IL RISORGERE DEL MALE 16

Atterrai all’aeroporto di Montgomery a notte inoltrata. Il caldo avvolgeva la capitale come una coperta soffocante gravava sugli uomini e sulle cose, producendo un trattenuto nervosismo. Dal caldo passai al freddo dell’aeroporto, per quella dannata mania tutta americana di fare andare al massimo il condizionamento. 

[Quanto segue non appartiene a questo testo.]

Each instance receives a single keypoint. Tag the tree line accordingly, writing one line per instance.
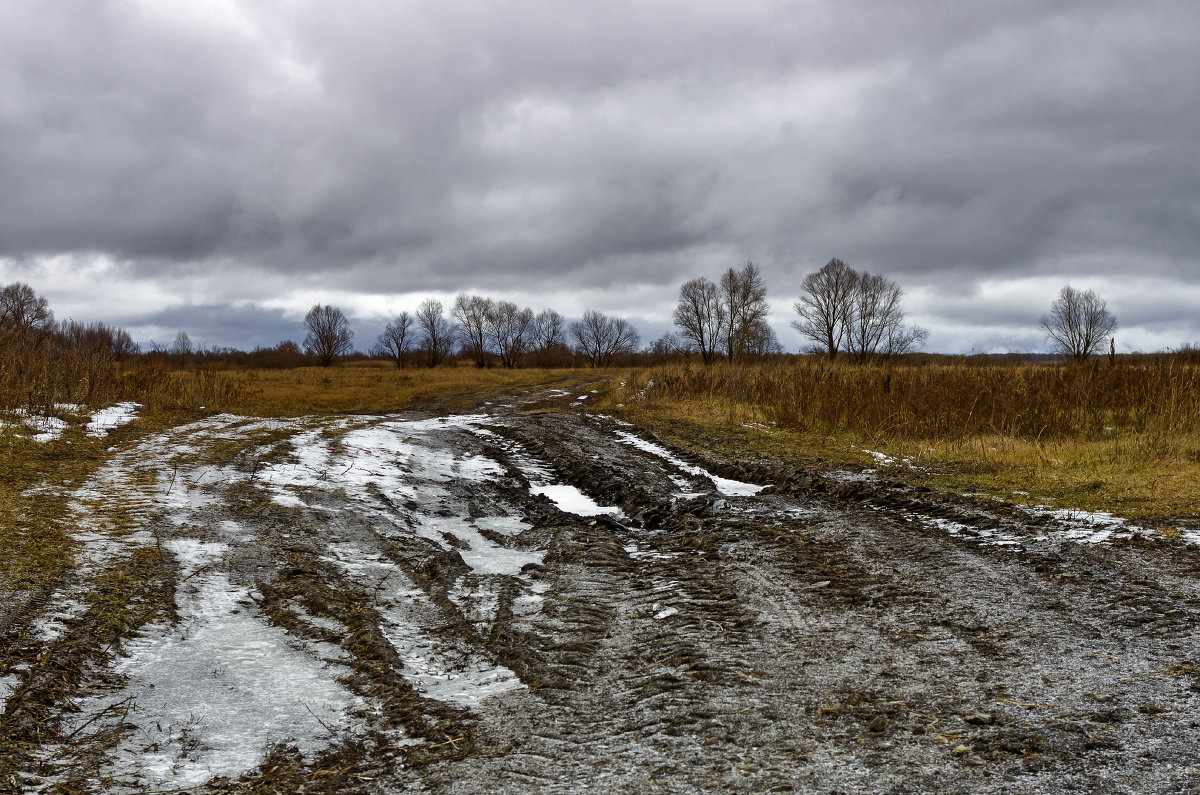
(483, 329)
(841, 311)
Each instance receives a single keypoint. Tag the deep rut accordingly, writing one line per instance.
(384, 604)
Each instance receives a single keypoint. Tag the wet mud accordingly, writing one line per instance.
(385, 604)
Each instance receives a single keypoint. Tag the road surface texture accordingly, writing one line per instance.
(531, 597)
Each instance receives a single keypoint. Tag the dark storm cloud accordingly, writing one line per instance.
(214, 324)
(237, 150)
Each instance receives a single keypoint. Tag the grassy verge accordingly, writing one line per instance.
(1145, 466)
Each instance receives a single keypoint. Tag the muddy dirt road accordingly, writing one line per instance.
(516, 599)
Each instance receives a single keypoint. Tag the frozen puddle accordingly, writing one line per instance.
(565, 497)
(209, 694)
(437, 669)
(725, 485)
(570, 500)
(107, 419)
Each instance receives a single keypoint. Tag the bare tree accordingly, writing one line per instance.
(183, 345)
(471, 312)
(510, 330)
(600, 338)
(550, 329)
(1078, 323)
(700, 317)
(825, 309)
(761, 340)
(875, 322)
(23, 310)
(437, 333)
(744, 303)
(329, 334)
(396, 339)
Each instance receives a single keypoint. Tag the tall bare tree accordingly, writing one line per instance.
(700, 317)
(875, 322)
(1078, 323)
(825, 309)
(23, 310)
(396, 339)
(437, 332)
(329, 334)
(472, 312)
(744, 303)
(599, 338)
(550, 329)
(510, 332)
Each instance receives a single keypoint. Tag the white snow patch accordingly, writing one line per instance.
(106, 419)
(210, 693)
(503, 525)
(983, 535)
(46, 429)
(437, 669)
(1085, 526)
(725, 485)
(573, 501)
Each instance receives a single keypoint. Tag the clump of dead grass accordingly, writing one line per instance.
(1122, 436)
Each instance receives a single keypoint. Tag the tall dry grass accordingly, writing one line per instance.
(43, 370)
(1156, 396)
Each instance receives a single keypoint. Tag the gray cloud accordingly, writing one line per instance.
(265, 153)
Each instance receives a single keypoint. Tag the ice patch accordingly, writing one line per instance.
(573, 501)
(107, 419)
(435, 668)
(7, 685)
(46, 429)
(1089, 527)
(725, 485)
(503, 525)
(541, 482)
(209, 694)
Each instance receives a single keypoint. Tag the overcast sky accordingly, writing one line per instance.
(219, 166)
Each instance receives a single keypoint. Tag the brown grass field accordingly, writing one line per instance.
(1122, 437)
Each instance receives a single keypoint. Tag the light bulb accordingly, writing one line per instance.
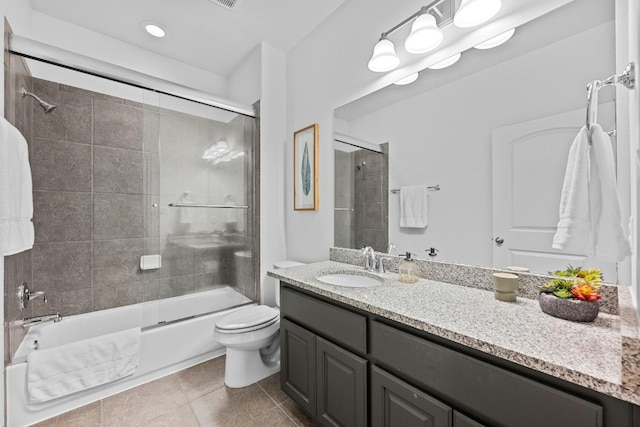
(475, 12)
(384, 57)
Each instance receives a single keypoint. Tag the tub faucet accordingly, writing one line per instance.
(36, 320)
(370, 258)
(26, 295)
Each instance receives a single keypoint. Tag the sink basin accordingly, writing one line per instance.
(351, 280)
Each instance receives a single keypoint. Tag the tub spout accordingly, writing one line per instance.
(36, 320)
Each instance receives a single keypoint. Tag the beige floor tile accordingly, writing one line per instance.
(139, 405)
(274, 418)
(202, 378)
(271, 385)
(297, 414)
(182, 417)
(228, 407)
(86, 416)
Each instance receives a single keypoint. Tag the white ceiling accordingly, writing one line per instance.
(199, 32)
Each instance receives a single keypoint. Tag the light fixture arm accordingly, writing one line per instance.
(440, 17)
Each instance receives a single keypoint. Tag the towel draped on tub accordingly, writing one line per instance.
(69, 368)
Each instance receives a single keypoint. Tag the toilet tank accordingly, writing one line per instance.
(283, 264)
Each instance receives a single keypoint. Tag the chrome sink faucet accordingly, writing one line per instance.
(370, 260)
(36, 320)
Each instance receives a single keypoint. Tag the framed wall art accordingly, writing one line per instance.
(305, 169)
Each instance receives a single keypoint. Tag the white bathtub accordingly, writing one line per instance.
(165, 348)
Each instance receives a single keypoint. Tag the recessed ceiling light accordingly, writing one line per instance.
(155, 30)
(497, 40)
(446, 62)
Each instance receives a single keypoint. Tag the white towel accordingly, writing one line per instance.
(16, 199)
(611, 240)
(69, 368)
(574, 234)
(413, 206)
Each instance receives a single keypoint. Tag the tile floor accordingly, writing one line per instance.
(194, 397)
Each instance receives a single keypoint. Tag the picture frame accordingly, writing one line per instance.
(305, 169)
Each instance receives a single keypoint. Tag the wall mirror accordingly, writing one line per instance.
(493, 132)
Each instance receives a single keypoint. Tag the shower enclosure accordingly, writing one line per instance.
(138, 195)
(361, 195)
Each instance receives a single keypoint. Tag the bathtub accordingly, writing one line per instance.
(176, 333)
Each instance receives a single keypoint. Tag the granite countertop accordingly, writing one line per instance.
(603, 355)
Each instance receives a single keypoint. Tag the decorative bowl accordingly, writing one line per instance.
(569, 309)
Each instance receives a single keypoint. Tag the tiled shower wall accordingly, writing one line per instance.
(96, 170)
(362, 188)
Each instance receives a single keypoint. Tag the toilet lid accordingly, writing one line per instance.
(249, 317)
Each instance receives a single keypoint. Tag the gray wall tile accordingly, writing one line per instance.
(61, 266)
(62, 216)
(116, 262)
(117, 171)
(117, 125)
(61, 166)
(117, 216)
(71, 121)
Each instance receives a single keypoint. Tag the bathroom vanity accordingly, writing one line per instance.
(404, 355)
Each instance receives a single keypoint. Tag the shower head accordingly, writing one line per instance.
(45, 105)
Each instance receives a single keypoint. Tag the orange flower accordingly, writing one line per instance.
(585, 292)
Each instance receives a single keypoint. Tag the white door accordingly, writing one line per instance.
(529, 161)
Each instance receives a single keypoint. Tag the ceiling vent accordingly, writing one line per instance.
(227, 4)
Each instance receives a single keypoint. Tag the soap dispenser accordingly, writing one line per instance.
(408, 270)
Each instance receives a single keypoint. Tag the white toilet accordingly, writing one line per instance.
(251, 335)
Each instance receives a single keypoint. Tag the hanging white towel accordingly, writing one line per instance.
(69, 368)
(16, 199)
(574, 234)
(611, 240)
(413, 206)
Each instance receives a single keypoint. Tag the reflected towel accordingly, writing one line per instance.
(574, 233)
(16, 200)
(611, 240)
(413, 206)
(69, 368)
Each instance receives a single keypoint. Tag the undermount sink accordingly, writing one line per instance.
(351, 280)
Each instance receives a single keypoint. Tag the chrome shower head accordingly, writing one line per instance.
(45, 105)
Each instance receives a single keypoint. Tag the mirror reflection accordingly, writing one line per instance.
(503, 115)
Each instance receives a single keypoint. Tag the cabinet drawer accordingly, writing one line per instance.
(497, 396)
(338, 325)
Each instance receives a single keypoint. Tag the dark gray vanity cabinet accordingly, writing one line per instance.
(396, 403)
(322, 363)
(347, 367)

Recuperato il bagaglio, tornai a immergermi nel caldo strisciante dell’esterno. Gli odori del Sud mi aggredirono le narici come la forza di un grosso pugno sferrato sul naso. Salii su un taxi. L’autista era un uomo bianco sulla cinquantina a cui chiesi di portarmi in un buon albergo. Lui non si prese neppure il disturbo di rispondere. Avviò la carretta e partimmo nella notte. La strada imboccata era scarsamente illuminata, il buio squarciato soltanto da pochi lampioni presenti e dai fari della macchina che si dirigeva in città. Gli odori della vegetazione presente, della terra circostante e del vento caldo proveniente da lontano penetravano nell’auto. Le luci che illuminavano le molte case della città cominciarono a intravedersi, per poi sempre più infittirsi. Il traffico scarso disturbava solo a tratti il silenzio della notte. Un’auto della polizia ferma a un angolo di strada sembrò osservarci con l’indifferenza di un calabrone addormentato. Il sonno del Sud avvolgeva anche le cose, oltre alle persone, ed era forse il sonno della ragione. 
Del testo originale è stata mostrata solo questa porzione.